The Jets had been steadily climbing the AFL ladder over the previous couple of seasons leading up to the big one. In 1966, the Jets finished third with a 6-6-2 record (only 14 game seasons at the time), and in 1967 the Jets finished in second with an 8-5-1 record. The Jets hadn’t done it yet, but it was coming.
Then came the great season of 1968. The season started like many others for the Jets, going 3-2 out of the gate. Then, the Jets caught fire, winning eight out of their final nine games to finish the 1968 season with at 11-3. They won their division and went on to the AFL championship game.

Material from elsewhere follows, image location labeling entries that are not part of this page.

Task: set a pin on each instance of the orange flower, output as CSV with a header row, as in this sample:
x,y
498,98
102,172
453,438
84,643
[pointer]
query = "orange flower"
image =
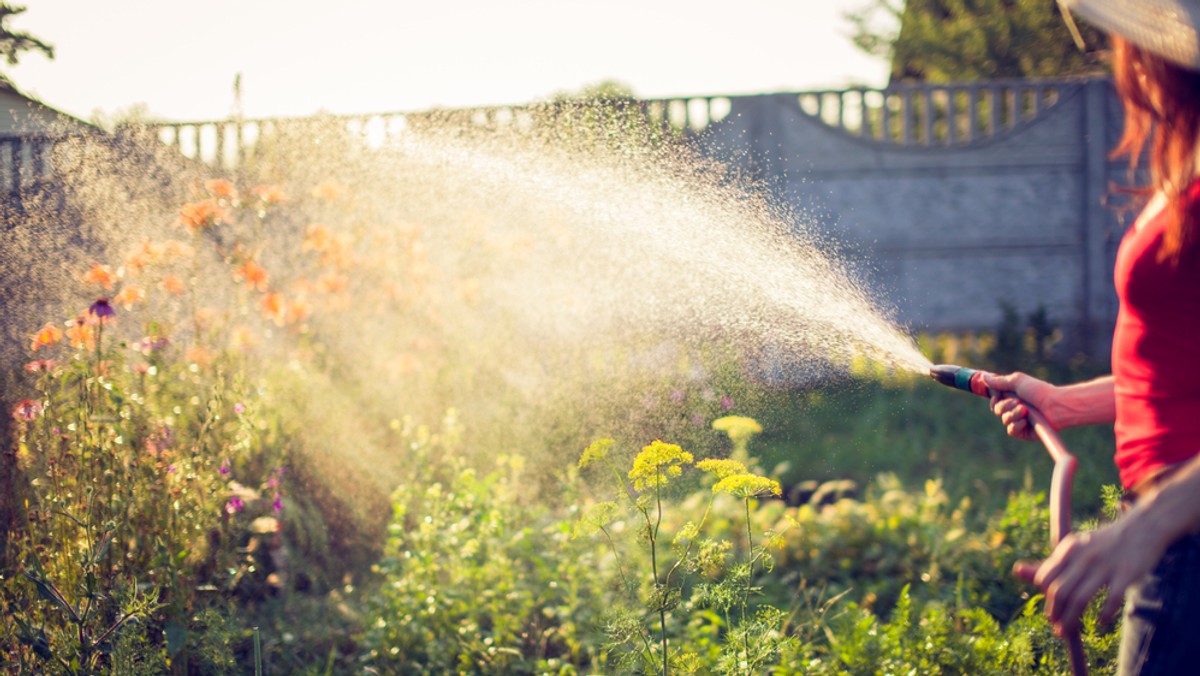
x,y
252,274
130,295
47,336
198,216
269,193
274,307
100,275
198,356
173,285
222,189
81,334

The Jets hosted the Oakland Raiders in the championship game, and it was a close one. The Jets led for most of the game but in the fourth quarter, the Raiders scored on a Pete Banaszak five yard run to take a 23-20 lead. But Hall of Fame quarterback Joe Namath took the Jets down the field, and connected with fellow Hall of Famer Don Maynard on a six yard touchdown pass to give the Jets the 27-23 win, and sending them on to the AFL-NFL Championship game, later to be known as Super Bowl III.

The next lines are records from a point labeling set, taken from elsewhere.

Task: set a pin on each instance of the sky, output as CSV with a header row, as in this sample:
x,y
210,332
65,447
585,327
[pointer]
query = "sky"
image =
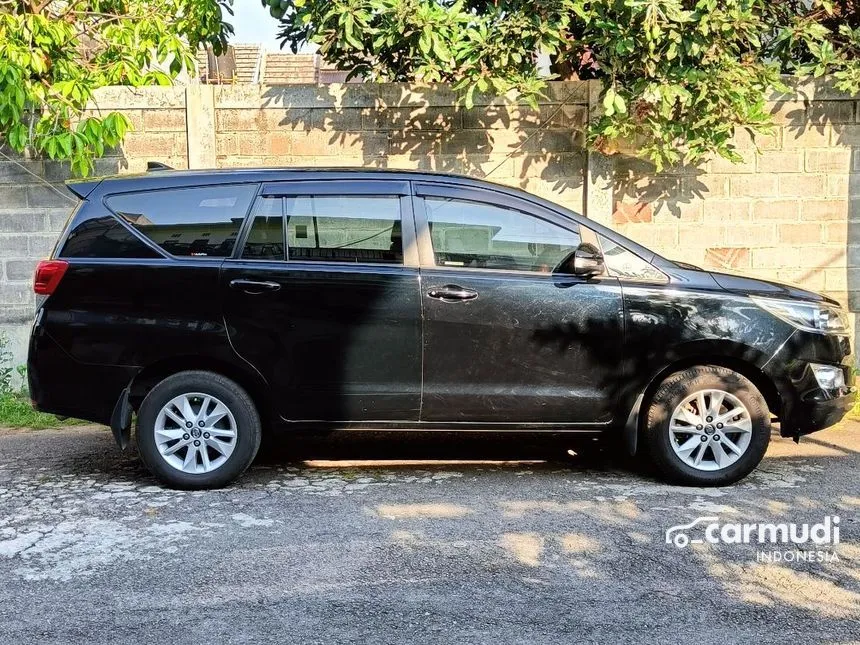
x,y
253,24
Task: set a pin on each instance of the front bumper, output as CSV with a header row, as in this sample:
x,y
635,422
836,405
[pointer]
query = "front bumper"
x,y
817,411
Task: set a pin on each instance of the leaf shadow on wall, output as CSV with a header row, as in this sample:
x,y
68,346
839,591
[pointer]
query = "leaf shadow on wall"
x,y
409,127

Super Bowl III took place at the Orange Bowl in Miami. The Baltimore Colts were the opponents, and entered the game as 18 point favorites, after winning the NFL Championship game over the Browns by a 34-0 margin. The AFL teams got very little respect, which added to the one-sided betting line. However, three days before, Joe Namath had enough of hearing about the Colts. He made a public appearance and said that the Jets weren’t only going to win the game, he was going to “guarantee” it.
And Namath made it happen. The Jets controlled the game, much to the surprise of everyone. In the second quarter, running back Matt Snell took it in from four yards out to give the Jets the lead 7-0, and it was a lead they never gave up. Three Jim Turner field goals gave the Jets a 16-0 lead, before the Colts scored a touchdown late after the game was out of reach. Quarterback Earl Morrall started the game for the Colts, but he was relieved by legend Johnny Unitas, but it was too late.
The Jets beat the Colts 16-7, what we now know as their only championship in franchise history, and gave a legitimacy to the AFL teams that loomed large when the two leagues merged into the league we know as the NFL.
Check out the boxscore:
The Jets have had their glory moment, folks. The Seahawks and Patriots are in the sun this week, but we will get there someday. I hope.